Mal tinham tocado na comida que o cartão de crédito de Paul pagara, mais uma vez, até George se mostrara comedido e relutante em alimentar-se, o que não era nada normal. Beberam uma cerveja cada um, alguns bolos e nem sequer tocaram no feijão, nas batatas fritas, nos palitos de queijo, nas barras de cereais. O resto da comida empacotada espalhava-se no banco de trás, onde Ringo se sentava, direito como uma tábua, a remexer os dedos que estavam unidos no colo.

Paul cruzava os braços e olhava pela janela, George roía as unhas. John conduzia e pensava. Tinha de pensar, porque parecia que os outros ficaram catatónicos e com o cérebro embotado depois de verem aquele cartaz que exibia a palavra "Procurados" num tom carregado de negro no cabeçalho. Aliás, parecia que eles continuavam a ver só aquele maldito cartaz, não conseguiam visualizar para além deste, ou sequer visualizar outra coisa qualquer.

Ele, pelo menos, tinha a estrada e concentrava-se nessa longa serpente artificial que rasgava a paisagem desértica. Tinha também uma certa propensão para destrinçar os problemas até reduzi-los a uma essência ridícula que o tornasse superior e, por definição, capaz de uma resolução a seu favor.

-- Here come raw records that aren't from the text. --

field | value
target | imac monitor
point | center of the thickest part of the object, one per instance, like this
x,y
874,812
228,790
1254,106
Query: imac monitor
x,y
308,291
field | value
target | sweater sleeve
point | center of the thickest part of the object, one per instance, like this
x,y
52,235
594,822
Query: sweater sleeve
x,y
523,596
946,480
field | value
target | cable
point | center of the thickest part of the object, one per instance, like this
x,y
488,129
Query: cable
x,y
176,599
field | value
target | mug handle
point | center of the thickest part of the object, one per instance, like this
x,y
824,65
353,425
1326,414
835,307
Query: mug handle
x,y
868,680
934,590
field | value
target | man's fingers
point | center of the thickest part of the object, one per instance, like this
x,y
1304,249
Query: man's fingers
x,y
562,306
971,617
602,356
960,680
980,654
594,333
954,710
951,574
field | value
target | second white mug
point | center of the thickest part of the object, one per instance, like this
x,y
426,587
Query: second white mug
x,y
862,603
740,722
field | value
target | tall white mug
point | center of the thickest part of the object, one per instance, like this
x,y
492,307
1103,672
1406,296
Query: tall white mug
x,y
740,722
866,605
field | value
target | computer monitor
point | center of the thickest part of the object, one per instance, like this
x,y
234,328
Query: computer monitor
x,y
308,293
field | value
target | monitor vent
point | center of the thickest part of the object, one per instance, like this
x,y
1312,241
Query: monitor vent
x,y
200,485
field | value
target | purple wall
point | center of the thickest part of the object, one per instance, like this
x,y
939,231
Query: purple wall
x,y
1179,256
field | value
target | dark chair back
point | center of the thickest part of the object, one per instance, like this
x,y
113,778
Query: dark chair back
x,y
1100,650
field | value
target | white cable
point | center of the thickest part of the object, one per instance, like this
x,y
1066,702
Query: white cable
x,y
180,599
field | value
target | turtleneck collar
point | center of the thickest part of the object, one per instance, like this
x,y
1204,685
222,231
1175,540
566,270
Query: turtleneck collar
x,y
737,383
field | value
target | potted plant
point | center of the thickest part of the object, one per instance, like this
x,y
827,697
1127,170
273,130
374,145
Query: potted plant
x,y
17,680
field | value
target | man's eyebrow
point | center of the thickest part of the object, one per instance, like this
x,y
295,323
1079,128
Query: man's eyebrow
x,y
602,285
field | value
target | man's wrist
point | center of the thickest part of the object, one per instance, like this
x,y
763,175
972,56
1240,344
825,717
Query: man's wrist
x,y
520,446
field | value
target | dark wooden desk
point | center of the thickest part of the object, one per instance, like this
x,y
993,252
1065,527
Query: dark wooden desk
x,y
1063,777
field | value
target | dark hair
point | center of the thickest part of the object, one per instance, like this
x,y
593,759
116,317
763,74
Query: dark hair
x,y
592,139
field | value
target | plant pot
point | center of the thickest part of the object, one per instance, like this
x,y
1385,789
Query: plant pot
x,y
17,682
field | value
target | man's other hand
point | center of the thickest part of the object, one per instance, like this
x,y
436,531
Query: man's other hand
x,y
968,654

Eram procurados, mas também não deviam ficar admirados. Seria um resultado lógico depois de se terem escapado da polícia, que viera prendê-los no velho armazém do cais antigo, onde se situava o lar de Richard Starkey. Ora, se a autoridade não lhes deitara a mão e apresentara-os à justiça, queria dizer que iria procurar por eles no passo seguinte para cumprir com o objetivo. Ou seja, deitar-lhes a mão e apresentá-los à justiça.

E eles continuavam em fuga – recentemente Paul tinha recordado esse facto.

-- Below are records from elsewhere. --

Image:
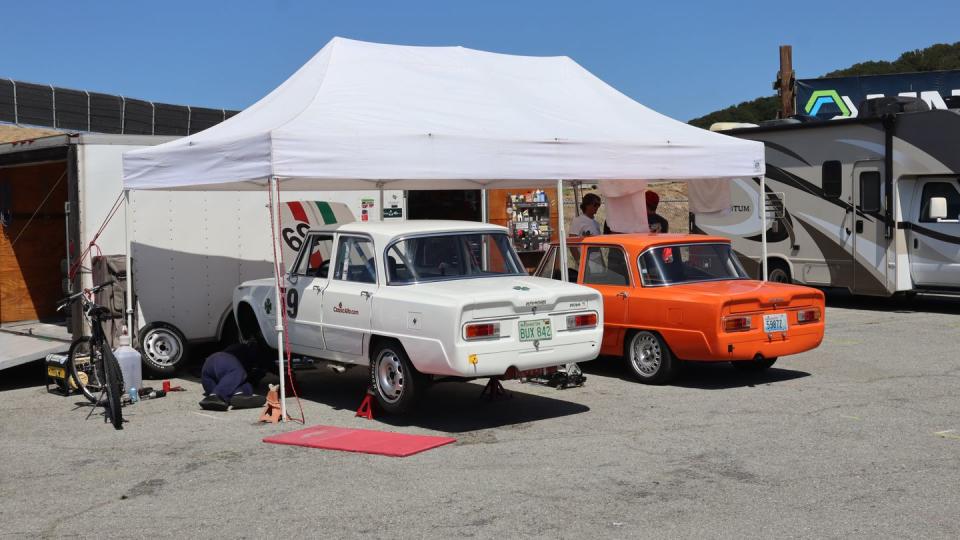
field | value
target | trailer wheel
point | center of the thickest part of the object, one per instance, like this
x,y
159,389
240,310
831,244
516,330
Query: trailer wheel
x,y
649,358
164,348
778,271
396,384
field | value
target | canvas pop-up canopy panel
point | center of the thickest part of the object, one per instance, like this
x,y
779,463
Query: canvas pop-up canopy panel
x,y
363,115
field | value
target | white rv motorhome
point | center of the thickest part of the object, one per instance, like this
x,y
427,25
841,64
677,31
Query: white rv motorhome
x,y
189,249
870,204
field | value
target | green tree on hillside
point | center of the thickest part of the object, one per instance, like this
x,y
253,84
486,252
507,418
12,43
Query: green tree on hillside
x,y
937,57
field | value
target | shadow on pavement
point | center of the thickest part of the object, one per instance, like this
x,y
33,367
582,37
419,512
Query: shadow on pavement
x,y
702,375
452,407
837,298
23,376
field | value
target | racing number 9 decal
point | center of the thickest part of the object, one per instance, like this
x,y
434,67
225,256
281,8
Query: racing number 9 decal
x,y
294,236
293,301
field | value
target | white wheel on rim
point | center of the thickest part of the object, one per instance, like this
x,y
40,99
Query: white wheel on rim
x,y
649,358
164,348
646,354
389,376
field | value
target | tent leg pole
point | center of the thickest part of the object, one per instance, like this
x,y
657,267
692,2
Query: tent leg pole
x,y
380,187
128,263
484,217
275,226
561,232
762,207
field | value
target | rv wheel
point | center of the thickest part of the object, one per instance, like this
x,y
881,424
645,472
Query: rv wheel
x,y
164,348
778,272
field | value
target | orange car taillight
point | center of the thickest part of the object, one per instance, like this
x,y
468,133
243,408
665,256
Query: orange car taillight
x,y
481,331
808,315
585,320
740,323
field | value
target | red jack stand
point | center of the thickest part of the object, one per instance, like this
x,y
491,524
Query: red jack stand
x,y
366,406
495,389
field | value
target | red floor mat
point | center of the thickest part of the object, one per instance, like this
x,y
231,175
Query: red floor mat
x,y
360,440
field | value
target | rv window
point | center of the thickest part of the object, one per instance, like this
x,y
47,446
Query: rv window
x,y
830,179
940,189
870,191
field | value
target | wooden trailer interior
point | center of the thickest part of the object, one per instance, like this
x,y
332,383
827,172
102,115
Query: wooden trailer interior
x,y
32,240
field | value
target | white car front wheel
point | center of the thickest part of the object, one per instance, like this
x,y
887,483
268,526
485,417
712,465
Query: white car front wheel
x,y
396,383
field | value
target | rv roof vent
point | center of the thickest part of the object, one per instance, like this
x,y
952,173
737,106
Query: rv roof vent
x,y
779,122
726,126
877,107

Só que uma coisa era falar, outra era verificar que o que se imaginava era bem concreto e definido. Que tinha implicações gravosas, que significava uma mudança de estado. Livre, preso. Liberdade, prisão.

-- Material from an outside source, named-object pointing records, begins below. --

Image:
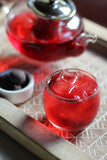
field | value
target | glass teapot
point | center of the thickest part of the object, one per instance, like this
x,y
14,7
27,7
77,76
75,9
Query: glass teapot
x,y
47,30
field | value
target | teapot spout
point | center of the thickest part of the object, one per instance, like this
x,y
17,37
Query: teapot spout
x,y
80,44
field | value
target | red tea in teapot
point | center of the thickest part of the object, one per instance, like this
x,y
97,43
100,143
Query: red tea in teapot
x,y
46,30
42,44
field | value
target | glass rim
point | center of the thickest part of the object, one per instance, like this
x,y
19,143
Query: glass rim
x,y
67,99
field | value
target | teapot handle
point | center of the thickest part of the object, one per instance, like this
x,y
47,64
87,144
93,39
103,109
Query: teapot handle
x,y
85,38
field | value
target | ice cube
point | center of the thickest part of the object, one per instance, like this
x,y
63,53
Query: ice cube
x,y
69,77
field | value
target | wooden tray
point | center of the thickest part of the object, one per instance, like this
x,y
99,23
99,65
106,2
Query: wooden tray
x,y
27,123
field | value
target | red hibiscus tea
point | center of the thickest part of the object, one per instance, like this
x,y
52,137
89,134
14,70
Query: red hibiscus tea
x,y
41,39
71,99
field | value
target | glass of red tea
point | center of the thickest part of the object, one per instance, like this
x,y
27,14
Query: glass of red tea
x,y
71,99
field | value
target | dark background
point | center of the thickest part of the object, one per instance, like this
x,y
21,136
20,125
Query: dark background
x,y
95,10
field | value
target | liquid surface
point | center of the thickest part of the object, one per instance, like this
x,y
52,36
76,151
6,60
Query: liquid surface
x,y
73,85
71,100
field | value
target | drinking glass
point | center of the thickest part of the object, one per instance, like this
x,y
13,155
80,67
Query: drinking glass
x,y
71,99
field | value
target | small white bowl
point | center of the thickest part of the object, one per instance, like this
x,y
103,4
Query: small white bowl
x,y
21,95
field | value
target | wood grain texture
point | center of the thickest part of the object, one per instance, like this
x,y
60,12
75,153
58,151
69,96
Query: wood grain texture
x,y
35,136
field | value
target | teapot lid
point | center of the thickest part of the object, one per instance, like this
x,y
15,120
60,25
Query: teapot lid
x,y
53,9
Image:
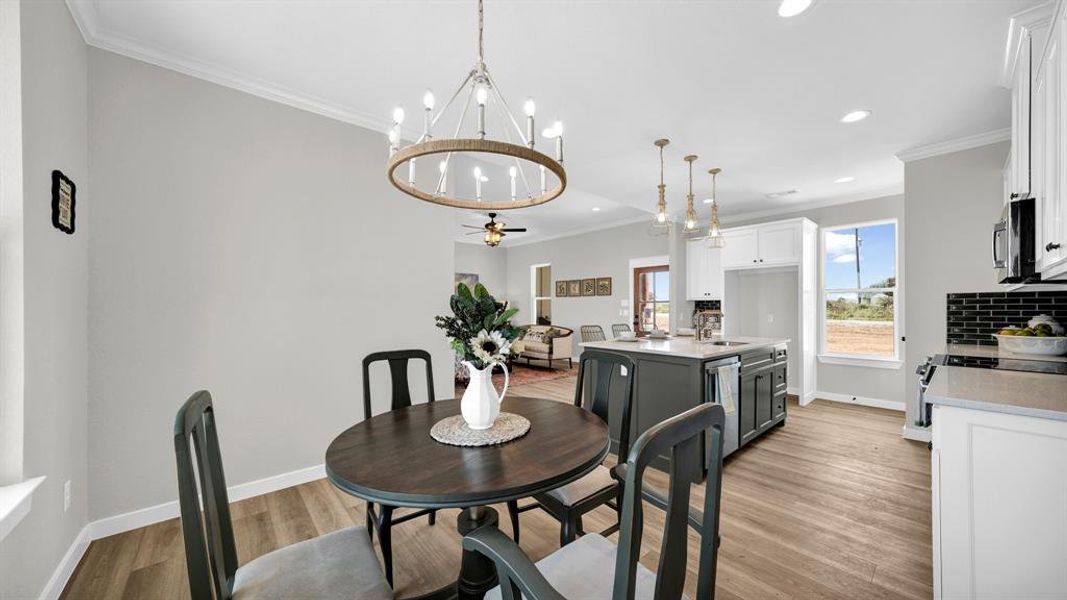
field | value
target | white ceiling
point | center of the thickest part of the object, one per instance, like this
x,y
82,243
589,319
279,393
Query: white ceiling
x,y
730,81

Estranhamente, John Lennon sentia-se calmo.

Começava a detestar aquele silêncio quase mórbido, não pela ausência de ruído em si mas porque estava a ter implicações no seu raciocínio, no seu bom humor e no seu otimismo. Pediu:

- Ei, Paul. Canta alguma coisa.

George baixou a mão, fazendo um trejeito com a boca antes de cuspir um pedaço de unha que estava a roer. Lá atrás, Ringo não escutara convenientemente o pedido ou simplesmente ignorara-o, não se movimentando um milímetro. Paul fingira que nada ouvira, o que era bastante pior do que a atitude hirta do baterista.

- Paul...

- Não me apetece, Johnny.

- Paul! – insistiu.

- O que queres que cante? – Paul exasperou-se e bateu com as mãos nos joelhos.

- Qualquer coisa – disse George, por sua vez.